What unites all oppressed people, then, is their relationship to the capitalist state. The state mitigates and manages the affairs of the US capitalist class. For example, it is Washington that ultimately enforces "free trade" deals such as NAFTA to create a more friendly "investment" environment for multinational corporations. Washington also facilitates arms deal contracts with countries like Saudi Arabia to ensure that its allies continue to fund terrorism and repress independent development throughout the world to the benefit of oil and arms corporations. Everything the capitalist state does thus revolves around enriching the capitalist class at the expense of oppressed and working class people.
This does not mean that Black workers in the US have the same experience as workers in Bangladesh or Somali workers fending off starvation from US-sponsored sanctions. There are variations to how workers experience exploitation based on their social and economic relationship to capital in a given moment of history. However, all of them face the same enemy in one degree or another. This is what Malcolm X realized after his travels throughout the African continent just prior to his assassination in 1965. Malcolm X identified with the national liberation struggle in Algeria because he saw the Algerians (and Chinese, Vietnamese, Cubans among others) as providing a great service to Black people in the US by weakening the international influence of the US capitalist state.
“There are variations to how workers experience exploitation based on their social and economic relationship to capital in a given moment of history.”

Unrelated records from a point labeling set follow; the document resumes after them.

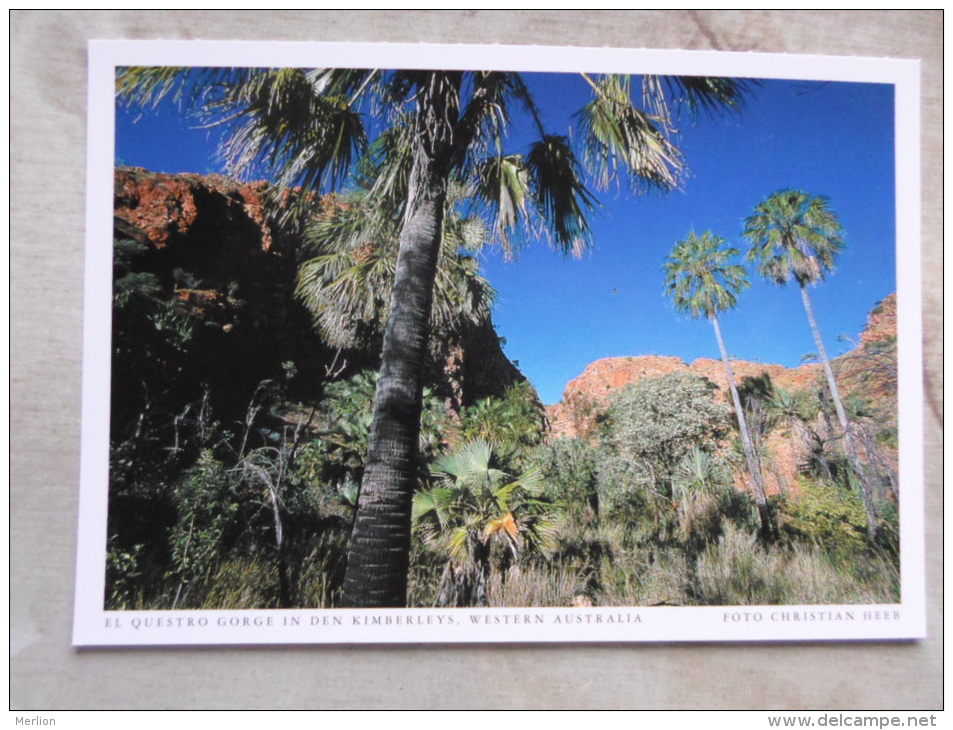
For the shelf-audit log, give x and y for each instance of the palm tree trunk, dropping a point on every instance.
(850, 447)
(379, 552)
(751, 456)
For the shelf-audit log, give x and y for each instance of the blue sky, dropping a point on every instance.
(560, 314)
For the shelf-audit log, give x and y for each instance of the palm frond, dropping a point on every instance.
(560, 194)
(621, 140)
(699, 277)
(794, 235)
(667, 96)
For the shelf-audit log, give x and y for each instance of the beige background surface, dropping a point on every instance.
(47, 197)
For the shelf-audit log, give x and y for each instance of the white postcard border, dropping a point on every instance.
(93, 626)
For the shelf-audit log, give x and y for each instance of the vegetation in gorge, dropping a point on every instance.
(275, 431)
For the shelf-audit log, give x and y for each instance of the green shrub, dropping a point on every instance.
(570, 467)
(517, 418)
(827, 515)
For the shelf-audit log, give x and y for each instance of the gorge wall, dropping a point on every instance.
(220, 255)
(869, 370)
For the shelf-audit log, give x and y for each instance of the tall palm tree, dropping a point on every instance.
(701, 282)
(795, 235)
(347, 277)
(308, 127)
(479, 501)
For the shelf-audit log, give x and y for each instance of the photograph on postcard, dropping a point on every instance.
(390, 351)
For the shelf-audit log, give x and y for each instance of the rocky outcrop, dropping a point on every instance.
(868, 370)
(588, 393)
(222, 259)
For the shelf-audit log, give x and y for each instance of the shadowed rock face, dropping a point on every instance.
(215, 252)
(869, 370)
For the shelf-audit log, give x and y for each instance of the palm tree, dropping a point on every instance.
(482, 516)
(347, 280)
(308, 127)
(795, 235)
(701, 282)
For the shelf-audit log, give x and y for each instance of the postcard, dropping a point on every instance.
(436, 344)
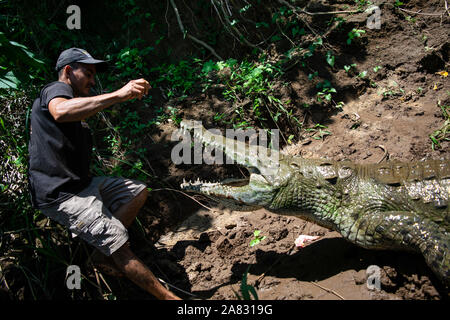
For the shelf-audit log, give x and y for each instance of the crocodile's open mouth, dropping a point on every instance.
(258, 188)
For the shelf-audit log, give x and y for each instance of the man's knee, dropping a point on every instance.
(123, 254)
(143, 194)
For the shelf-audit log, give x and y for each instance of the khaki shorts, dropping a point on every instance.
(89, 213)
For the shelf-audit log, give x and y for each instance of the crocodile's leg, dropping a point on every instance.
(403, 230)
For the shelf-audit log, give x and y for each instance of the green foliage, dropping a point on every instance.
(443, 133)
(246, 290)
(354, 34)
(17, 63)
(257, 238)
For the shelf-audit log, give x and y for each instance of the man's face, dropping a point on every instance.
(82, 79)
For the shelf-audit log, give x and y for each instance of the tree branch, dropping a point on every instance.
(186, 34)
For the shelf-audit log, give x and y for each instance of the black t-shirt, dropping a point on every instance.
(59, 152)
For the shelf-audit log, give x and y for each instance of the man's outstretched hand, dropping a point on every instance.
(133, 89)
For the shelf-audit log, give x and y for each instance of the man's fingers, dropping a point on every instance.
(143, 83)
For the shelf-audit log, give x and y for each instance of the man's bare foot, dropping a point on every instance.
(105, 264)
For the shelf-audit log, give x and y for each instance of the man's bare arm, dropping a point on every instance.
(76, 109)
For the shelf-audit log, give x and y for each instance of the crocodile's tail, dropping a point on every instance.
(436, 251)
(408, 231)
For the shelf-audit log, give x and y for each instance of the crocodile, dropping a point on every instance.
(390, 206)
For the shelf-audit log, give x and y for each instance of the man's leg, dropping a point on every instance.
(128, 263)
(128, 212)
(136, 271)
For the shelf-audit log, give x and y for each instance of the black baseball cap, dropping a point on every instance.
(79, 55)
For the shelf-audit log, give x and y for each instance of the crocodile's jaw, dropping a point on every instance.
(262, 186)
(256, 194)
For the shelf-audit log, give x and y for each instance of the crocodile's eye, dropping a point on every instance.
(295, 165)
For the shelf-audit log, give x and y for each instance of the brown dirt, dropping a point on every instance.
(206, 252)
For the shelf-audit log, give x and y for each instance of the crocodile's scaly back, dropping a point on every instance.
(393, 205)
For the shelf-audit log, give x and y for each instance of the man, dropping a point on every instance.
(98, 209)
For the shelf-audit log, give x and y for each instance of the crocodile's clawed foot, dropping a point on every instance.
(303, 239)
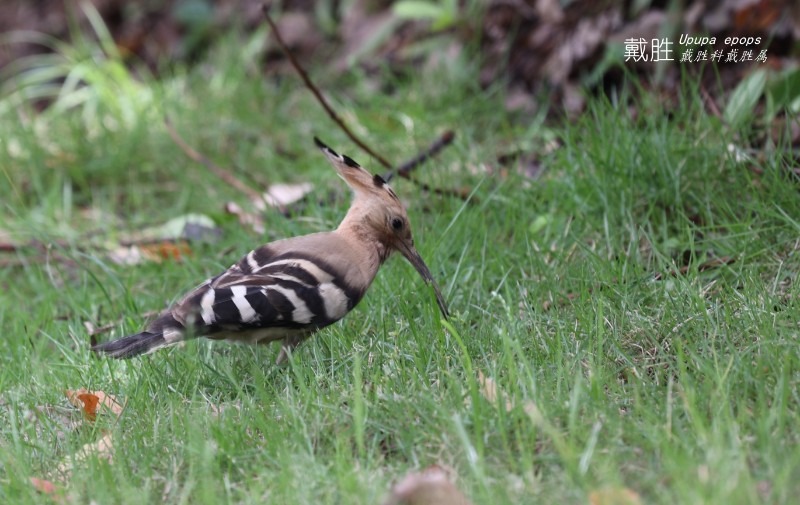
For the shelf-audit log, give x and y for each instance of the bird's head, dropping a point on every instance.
(378, 215)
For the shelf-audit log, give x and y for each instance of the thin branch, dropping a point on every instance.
(220, 172)
(310, 85)
(405, 169)
(708, 265)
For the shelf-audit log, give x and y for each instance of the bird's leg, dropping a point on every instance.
(288, 345)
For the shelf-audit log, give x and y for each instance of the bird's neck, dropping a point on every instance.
(362, 237)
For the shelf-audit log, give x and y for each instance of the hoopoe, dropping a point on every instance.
(288, 289)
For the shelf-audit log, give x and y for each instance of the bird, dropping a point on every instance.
(288, 289)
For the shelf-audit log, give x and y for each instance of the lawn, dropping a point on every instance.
(633, 307)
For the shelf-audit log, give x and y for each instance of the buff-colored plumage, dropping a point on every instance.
(288, 289)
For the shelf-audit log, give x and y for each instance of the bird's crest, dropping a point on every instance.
(360, 181)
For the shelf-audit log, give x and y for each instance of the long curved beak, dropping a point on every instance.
(416, 260)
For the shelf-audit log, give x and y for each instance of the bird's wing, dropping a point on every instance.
(289, 290)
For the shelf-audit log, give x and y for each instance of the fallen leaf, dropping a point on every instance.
(431, 486)
(492, 392)
(254, 221)
(165, 250)
(280, 195)
(47, 487)
(90, 400)
(614, 496)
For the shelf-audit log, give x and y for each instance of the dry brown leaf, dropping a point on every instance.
(159, 251)
(156, 252)
(89, 401)
(431, 486)
(46, 487)
(492, 392)
(253, 220)
(280, 195)
(614, 496)
(102, 449)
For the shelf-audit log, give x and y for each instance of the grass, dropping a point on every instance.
(684, 389)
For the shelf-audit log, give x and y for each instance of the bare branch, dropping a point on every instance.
(321, 99)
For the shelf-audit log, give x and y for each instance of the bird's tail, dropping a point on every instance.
(132, 345)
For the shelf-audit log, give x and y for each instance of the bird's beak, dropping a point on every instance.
(415, 259)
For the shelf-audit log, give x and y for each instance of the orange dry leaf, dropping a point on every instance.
(45, 487)
(431, 486)
(166, 251)
(614, 496)
(90, 400)
(491, 392)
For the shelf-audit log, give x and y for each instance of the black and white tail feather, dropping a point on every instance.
(288, 289)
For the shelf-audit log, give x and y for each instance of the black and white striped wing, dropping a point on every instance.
(264, 296)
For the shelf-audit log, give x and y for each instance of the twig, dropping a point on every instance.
(405, 169)
(310, 85)
(708, 265)
(220, 172)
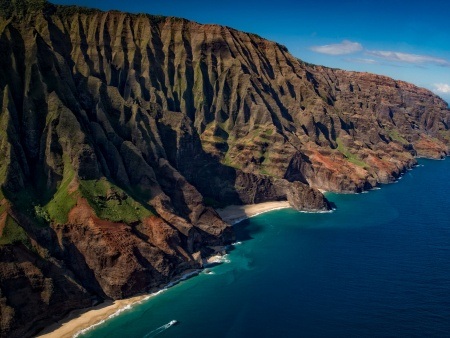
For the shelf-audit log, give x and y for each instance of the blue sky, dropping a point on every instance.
(406, 40)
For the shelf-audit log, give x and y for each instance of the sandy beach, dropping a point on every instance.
(235, 213)
(79, 320)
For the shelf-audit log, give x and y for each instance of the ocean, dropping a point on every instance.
(377, 266)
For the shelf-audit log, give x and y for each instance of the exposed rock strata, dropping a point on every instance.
(120, 132)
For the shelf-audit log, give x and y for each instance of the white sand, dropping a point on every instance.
(81, 319)
(235, 213)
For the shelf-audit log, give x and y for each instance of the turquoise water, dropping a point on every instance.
(378, 266)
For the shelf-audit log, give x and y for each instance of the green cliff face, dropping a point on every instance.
(119, 133)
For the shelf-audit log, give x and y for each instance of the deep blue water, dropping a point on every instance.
(378, 266)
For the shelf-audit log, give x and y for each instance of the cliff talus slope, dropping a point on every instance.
(120, 133)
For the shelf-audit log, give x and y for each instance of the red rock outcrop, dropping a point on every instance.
(120, 132)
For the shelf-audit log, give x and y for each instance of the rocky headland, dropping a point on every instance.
(120, 134)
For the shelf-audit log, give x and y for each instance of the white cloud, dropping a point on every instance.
(442, 88)
(362, 60)
(409, 58)
(345, 47)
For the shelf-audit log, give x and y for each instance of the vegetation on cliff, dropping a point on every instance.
(118, 133)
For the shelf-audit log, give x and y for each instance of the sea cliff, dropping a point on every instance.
(121, 133)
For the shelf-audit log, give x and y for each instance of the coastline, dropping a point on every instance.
(81, 320)
(234, 214)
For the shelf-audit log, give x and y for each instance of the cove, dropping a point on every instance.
(378, 266)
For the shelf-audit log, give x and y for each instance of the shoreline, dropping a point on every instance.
(81, 320)
(234, 214)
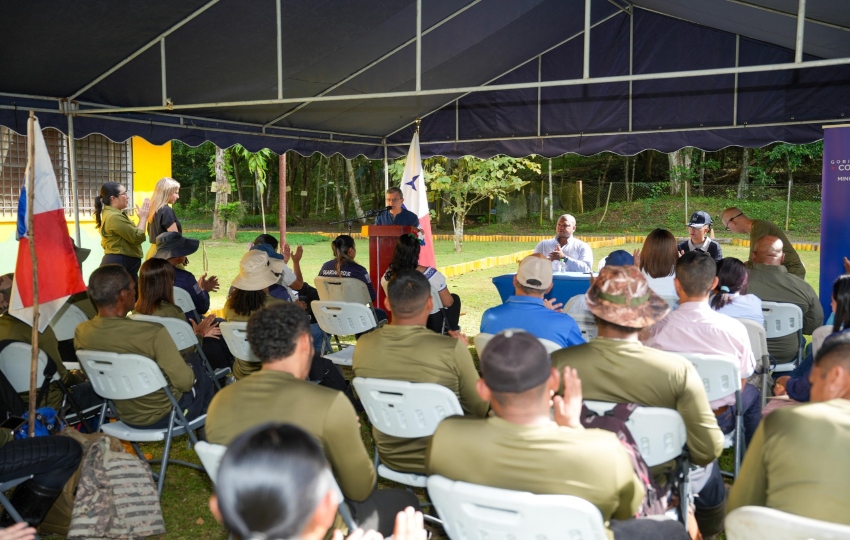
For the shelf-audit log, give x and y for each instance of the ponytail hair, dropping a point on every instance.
(732, 280)
(270, 482)
(342, 245)
(107, 191)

The basis of solidarity, then, should ultimately derive from an internationalist perspective. It means mutually working together with the peoples of the world in the struggle against the common enemy of imperialism. This will take work and much education. While much of the world is no stranger to white supremacy and colonialism, some may not completely understand the intricacies of racism against Black people in the US. At the same time, many Black Americans and oppressed peoples of color may not fully understand the importance of standing with Libyans, Cubans, and all oppressed people against US-backed imperial warfare. Eight years of the Obama era and nearly a generation of counterinsurgency does have its negative consequences, after all.
But this should not deter us from upholding a banner of internationalism and solidarity in our day to day work. Reactionary conditions should harden and strengthen our orientation to these important principles. Millions of people continue to perish or starve because of the US and its imperial allies. And the system of capitalism that dictates what this alliance does abroad continues the assault on Black people and peoples of color within its artificial borders. Solidarity will make us stronger in the quest for political power. The question shouldn't be whether people around the world elevate the struggle of Black Americans, but how we can organize on an internationalist basis to confront our common enemy.